Florida State Head Coach Bobby Bowden wants to get his tight ends more involved in the passing attack come next season. No, seriously. Bowden's tight ends have been an afterthought in the offensive game plan for much of the past decade, and that's something that he – along with offensive coordinator and son Jeff – has set out to change.


"There is probably nobody in the country that gets the ball to the wideouts better than we do," Bowden said. "If you look at how many times we hit the wideout compared to Miami, Florida, and so and so, we probably hit them more than any of them."

But his chief rivals have had something he hasn't in a while – a game-breaking tight end. Exhibit A: Ben Troupe led the Gators in receiving last year and torched FSU coverage in their 38-34 loss. Exhibit B: versatile pass catching "soldier" Kellen Winslow in Coral Gables is a surefire first-rounder this come draft day.

Bowden said making his tight ends a credible threat would free up his receivers and make life easier for quarterback Chris Rix. He's already trying to do that by adding shorter routes to the playbook this spring.

"The diversity of the offense would really pick up if you could hit those tight ends," Bowden said. "If we could do that it sure would help us. It sure would open things up more."

The FSU staff pledged to make the same commitment at the beginning of last spring but didn't honor it until late in the season. Matt Henshaw caught touchdown passes in the last two games of the year. Henshaw, a converted quarterback, combined with Donnie Carter and Paul Irons to make 16 catches for 276 yards in 2003.

The star thus far this spring has been Carter. The former defensive tackle has been impressive in both 11-on-11 scrimmage situations and in redzone drills.

"There's a lot of new stuff that we're putting in," said the 6-foot-4 junior from Waycross (GA). "It's new in the sense that we haven't run it much over the last two years. Miami and Florida run lot of it are successful with it."

In Tuesday's practice, Carter snared a touchdown from Wyatt Sexton on a short hitch. He also hauled in a scoring pass from Rix from ten yards out on a post before colliding with the goalpost.

"One thing I've learned when linebackers are covering you and you see the ball coming, I don't put my hands up in front of my body," he said. "If they see you with your hands up, they'll put theirs up too and knock the ball away. I was concentrating on the ball so hard I didn't see the goalpost. I guess that's why they put pads on it."

Carter hopes practice success translates into playing time come September.

"We are real deep at tight end right now having three or four of us rolling in here," he said. "We have to make catches in drills to prove ourselves so the coaches will run those plays in games."

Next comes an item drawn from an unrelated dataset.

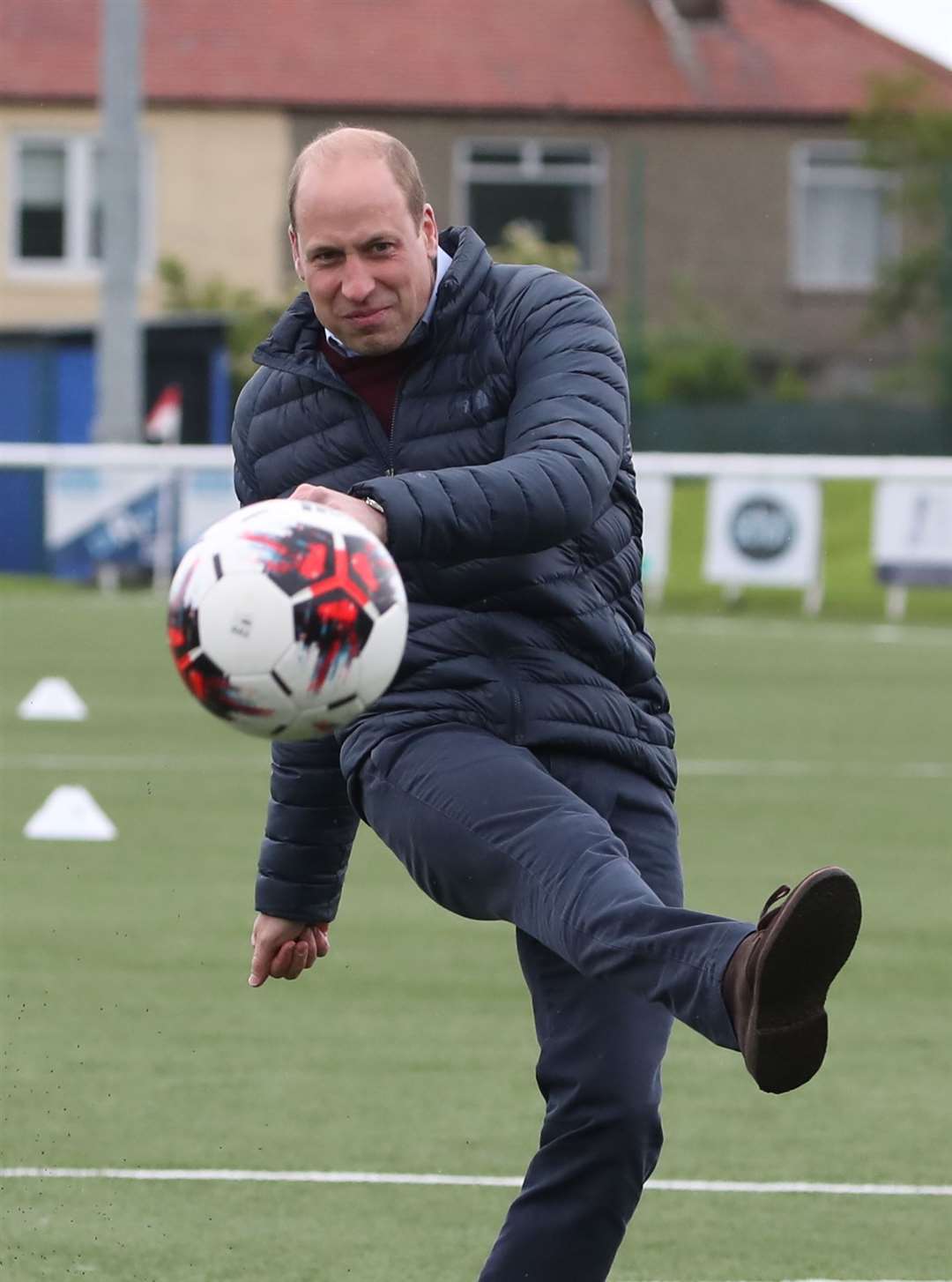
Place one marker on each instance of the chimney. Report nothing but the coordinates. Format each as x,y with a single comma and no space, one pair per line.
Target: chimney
697,11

He also realizes that he, Irons and Henshaw must prove themselves as a unit.

"It's just like any other job, whether its football or the corporate world," Carter said. These coaches put you on the spot and give you a job a do. If you do it effectively, when crunch time comes late against Florida or Miami, they'll go with it. You got to prove it out here first. You can't drop balls out here in practice."